Can you tell us more about the XVth World Water Congress?
Hosted by the International Water Resources Association (IWRA), the World Water Congress brings together academics, politicians and business figures every two years to focus on major global water challenges. This year, the Congress in Edinburgh was themed around water as a tool for progress – using water as an asset to support economic, social and environmental development.
What is the aim of the Congress?
The aim is to advance academic thinking around global water challenges. The Congress gives academics the opportunity to meet and present their papers and during the week, there were around 300 papers presented as well as 105 individual sessions that discussed a diverse range of topics.
Why was Edinburgh chosen as this year's host city?
The Scottish Government has put forward a new policy area called ‘Scotland The Hydro Nation', which revolves around using our water as an asset to develop Scotland's economy. The policy gained international press attention and so, the IWRA approached us to ask whether Scotland would be interested in bidding for the 15th Congress. After looking at the scale of the event, we felt Edinburgh was the right host city – it is compact, a popular destination for conferences and the EICC had the capacity we required.
What were your highlights from the week?
The quality of the speakers was fantastic – the delegates were very excited to hear from key thought-leaders in the industry. It is considered a special honour to give the keynote Ven Te Chow Lecture and this year Dr Rabi Mohtar, TEES Endowed Professor at Texas AM University, gave a very powerful speech. Another great speaker was Dr David Molden, who incidentally gained quite a lot of national press attention as he has been advising Nepal on water management following the earthquake there.
What made the EICC stand out as a venue for the Congress?
The recent refurbishment and the addition of the new wing means the venue is incredibly flexible. We were also hosting a number of subsidiary events under the umbrella of the Congress so it was important that we were able to have exclusive use of different areas of the venue. It is obvious the EICC has hosted a lot of conferences and that experience makes a difference – everything is very slickly run. The staff are incredibly professional – the word ‘yes’ seemed to be used a lot more than ‘no’.
I understand this is the 15th Congress. How have these events changed over the years?
The focus changes with each Congress as the global water challenges change. Now it is the 15th Congress there is definitely a feeling of momentum – you are taking on the mantle of the next iteration in a very successful series so there is a sense of responsibility in hosting the event.
It sounds like the social programme was a lot of fun. Can you tell us a little more about this?
As well as small gatherings in restaurants and bars across the city, we organised a drinks reception at the Castle with entertainment from traditional musicians and Highland dancers. The delegates had exclusive access to the upper courtyard with stunning views across the city; they were swept away by the experience. It truly is a unique setting that you can't find anywhere else in the world.

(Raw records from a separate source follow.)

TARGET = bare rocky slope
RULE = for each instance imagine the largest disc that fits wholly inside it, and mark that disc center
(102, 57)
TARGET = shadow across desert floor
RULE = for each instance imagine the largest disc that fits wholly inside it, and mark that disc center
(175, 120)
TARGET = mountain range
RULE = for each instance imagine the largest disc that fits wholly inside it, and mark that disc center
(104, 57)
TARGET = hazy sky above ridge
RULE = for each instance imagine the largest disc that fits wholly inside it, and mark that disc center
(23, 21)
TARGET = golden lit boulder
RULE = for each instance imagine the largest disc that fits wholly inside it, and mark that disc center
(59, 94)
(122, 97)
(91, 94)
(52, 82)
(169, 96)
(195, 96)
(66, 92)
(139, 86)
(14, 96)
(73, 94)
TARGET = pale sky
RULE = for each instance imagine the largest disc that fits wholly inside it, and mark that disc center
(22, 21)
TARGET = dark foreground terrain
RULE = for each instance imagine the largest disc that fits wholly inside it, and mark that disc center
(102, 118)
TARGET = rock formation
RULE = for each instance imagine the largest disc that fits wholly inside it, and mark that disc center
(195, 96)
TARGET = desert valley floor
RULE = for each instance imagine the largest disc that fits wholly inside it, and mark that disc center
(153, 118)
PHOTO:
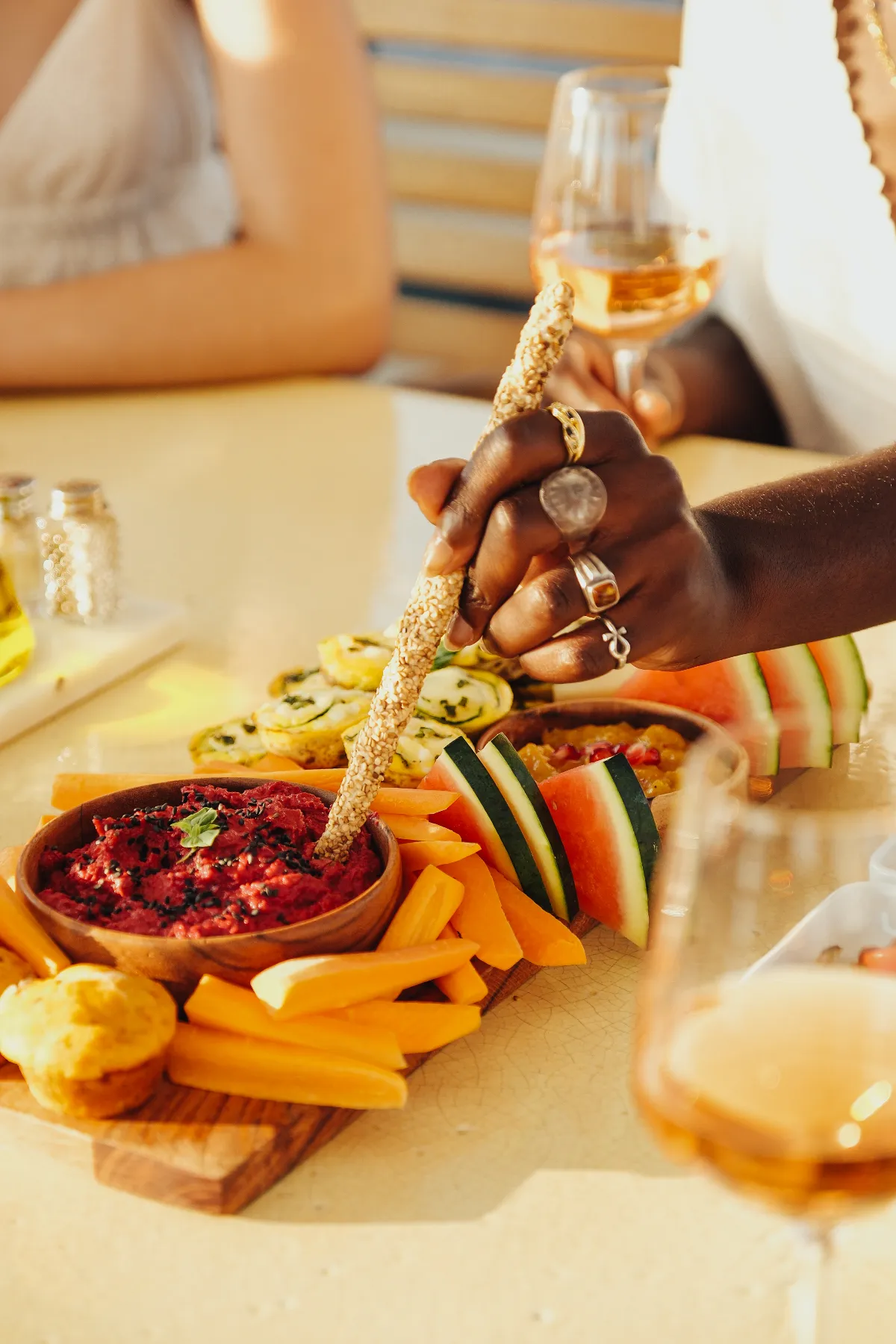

What has the feedback been like from the delegates?
They said it was very well organised. We've not had any negative feedback at all. Everything ran on time and the delegates could move from one session to the next very easily. They felt comfortable and very well looked after in the venue even though the weather outside was typically Scottish with four seasons in one day.
Overall, how did you find your experience at the EICC?
We enjoyed it enormously. We had our own office in the EICC so we were there for the entire week. It's a very impressive venue. I've worked with a lot of venues across the world and I find that the EICC is one of the best.
The World Water Congress XV was organised and run by Speakeasy.